A grande vantagem reside na duplicidade de condução iônica-eletrônica desses materiais poliméricos, o que permite que interfaceiem a biologia de uma maneira fantástica. E por já terem visualizado as possibilidades “biológicas” desses materiais, os pesquisadores já enxergam outra possibilidade de aplicação dos mesmos. “Por serem considerados ‘bombas iônicas’ [do inglês, ion pump] e, portanto, terem uma forte interface com sistemas biológicos, nós nos questionamos sobre a possibilidade de criar um dispositivo que, justamente, imitasse os sistemas biológicos. Foi quando pensamos em criar um neurônio artificial, pois tínhamos todo o know-how para isso”, explica o docente.

Computação neuromórfica permitirá às máquinas aprenderem de maneira análoga ao cérebro humano - Foto: Divulgação/IFSC
Computação neuromórfica permitirá às máquinas aprenderem de maneira análoga ao cérebro humano – Foto: Divulgação/IFSC

Essa ideia não somente foi possível, como também já foi concretizada, gerando, inclusive, a publicação de um artigo em uma das revistas científicas mais renomadas do mundo, a Nature Materials. O sistema neuromórfico criado por Faria e seus colaboradores de pesquisa imita, de fato, o funcionamento das sinapses neurais, e poderá, inclusive, revolucionar a própria computação. “Estamos chegando ao limite da lei computacional de Moore, que é o modelo que descreve o desenvolvimento do poder de processamento dos chips atuais. Muitas empresas, como IBM, Google, Microsoft etc. já estão investindo em algoritmos de deep learning e em sistemas de computação baseados no cérebro humano”, revela o pesquisador. “A computação baseada no funcionamento do cérebro, conhecida como ‘computação neuromórfica’, permitirá que os computadores façam algo que, até o momento, somente os humanos e determinados seres vivos são capazes: aprender”, conta.

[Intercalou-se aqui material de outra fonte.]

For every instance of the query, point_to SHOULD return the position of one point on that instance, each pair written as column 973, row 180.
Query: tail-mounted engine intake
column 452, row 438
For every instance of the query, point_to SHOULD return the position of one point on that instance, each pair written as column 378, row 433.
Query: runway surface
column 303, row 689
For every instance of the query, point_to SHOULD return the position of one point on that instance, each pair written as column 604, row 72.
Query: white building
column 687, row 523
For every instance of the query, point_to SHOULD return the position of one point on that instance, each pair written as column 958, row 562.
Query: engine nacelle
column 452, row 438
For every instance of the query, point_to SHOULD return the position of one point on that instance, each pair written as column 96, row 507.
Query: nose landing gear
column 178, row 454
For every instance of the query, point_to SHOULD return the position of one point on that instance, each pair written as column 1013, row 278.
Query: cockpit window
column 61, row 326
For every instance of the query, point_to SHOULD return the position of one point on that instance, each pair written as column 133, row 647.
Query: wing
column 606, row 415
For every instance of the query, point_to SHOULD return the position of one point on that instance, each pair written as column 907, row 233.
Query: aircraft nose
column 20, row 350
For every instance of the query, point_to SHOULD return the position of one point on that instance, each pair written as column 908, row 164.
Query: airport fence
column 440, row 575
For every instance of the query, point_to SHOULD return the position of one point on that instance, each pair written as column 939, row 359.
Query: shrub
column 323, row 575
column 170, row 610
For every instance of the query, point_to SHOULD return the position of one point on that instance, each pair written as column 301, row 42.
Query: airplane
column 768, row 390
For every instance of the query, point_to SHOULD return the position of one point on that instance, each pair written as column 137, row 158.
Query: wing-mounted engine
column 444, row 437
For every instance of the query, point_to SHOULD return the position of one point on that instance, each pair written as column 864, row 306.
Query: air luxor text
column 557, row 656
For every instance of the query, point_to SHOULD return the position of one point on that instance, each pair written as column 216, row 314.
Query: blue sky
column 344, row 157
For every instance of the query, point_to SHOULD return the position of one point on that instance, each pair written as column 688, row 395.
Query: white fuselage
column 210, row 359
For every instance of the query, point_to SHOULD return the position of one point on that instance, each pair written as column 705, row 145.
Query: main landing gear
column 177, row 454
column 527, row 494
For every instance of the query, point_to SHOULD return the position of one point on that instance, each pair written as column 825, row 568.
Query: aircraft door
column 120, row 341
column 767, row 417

Uma vez que o desenvolvimento desse sistema neuromórfico seja concluído em suas diversas etapas, a possibilidade de aplicações que se abre, tanto para a área biológica quanto para a área computacional, é imensa. “Já temos em mãos um dispositivo capaz de fazer sinapses artificiais e que apresenta características similares ao funcionamento de neurônios. Em nosso artigo, mostramos que o dispositivo contém todas as fases de potenciação de um neurônio, ou seja, a memória sensorial, a memória de curto prazo e a memória de longo prazo, permitindo que esse sistema seja, de fato, capaz de aprender.”

A parceria entre IFSC e Stanford continua a todo vapor, assim como a continuação do projeto. Faria já tem dois alunos do IFSC trabalhando com outras aplicações do sistema neuromórfico. Um deles, o aluno de doutoramento Renan Colucci, já explora o uso da tecnologia para criação de um olho artificial. “Visamos funcionalizar moléculas sensíveis à radiação em nossos dispositivos, e fazer os sistemas neuromórficos enxergarem”, conta Colucci. Outra aluna de Faria, a mestranda Priscila Cavassin, explora novas interfaces com a biologia e a utilização de novas plataformas baseadas em condutores mistos orgânicos para aplicação de interesse biológico. “O próximo passo é trabalhar com redes neurais, que englobem todos os nossos sentidos. Criar, realmente, um cérebro artificial com capacidade de aprendizado. Esse ambicioso passo seguinte, obviamente, envolve pesquisadores de diversas áreas, como computação e engenharia elétrica”, adianta Faria.

As descobertas dos pesquisadores brasileiros e estadunidenses, de fato, abrem um universo infinito de possibilidades. Embora possa parecer um pouco assustador a princípio, se os pesquisadores continuarem sendo bem-sucedidos em suas pesquisas com sistemas neuromórficos, como tudo indica, a criatividade humana será o limite. E, quem sabe, poderá até mesmo contar com o auxílio de computadores para explorar esse infinito universo de aplicações.

A pesquisa descrita nesta matéria de divulgação pode se encontrar em fase inicial de desenvolvimento. A eventualidade de sua aplicação para uso humano, animal, agrícola ou correlatos deverá ser previamente avaliada e receber aprovação oficial dos órgãos federais e estaduais competentes. As informações contidas na reportagem são de inteira responsabilidade do pesquisador responsável pelo estudo, que foram devidamente conferidas pelo mesmo, após editadas por jornalista responsável devidamente identificado, não implicando, por isso, responsabilidade da instituição.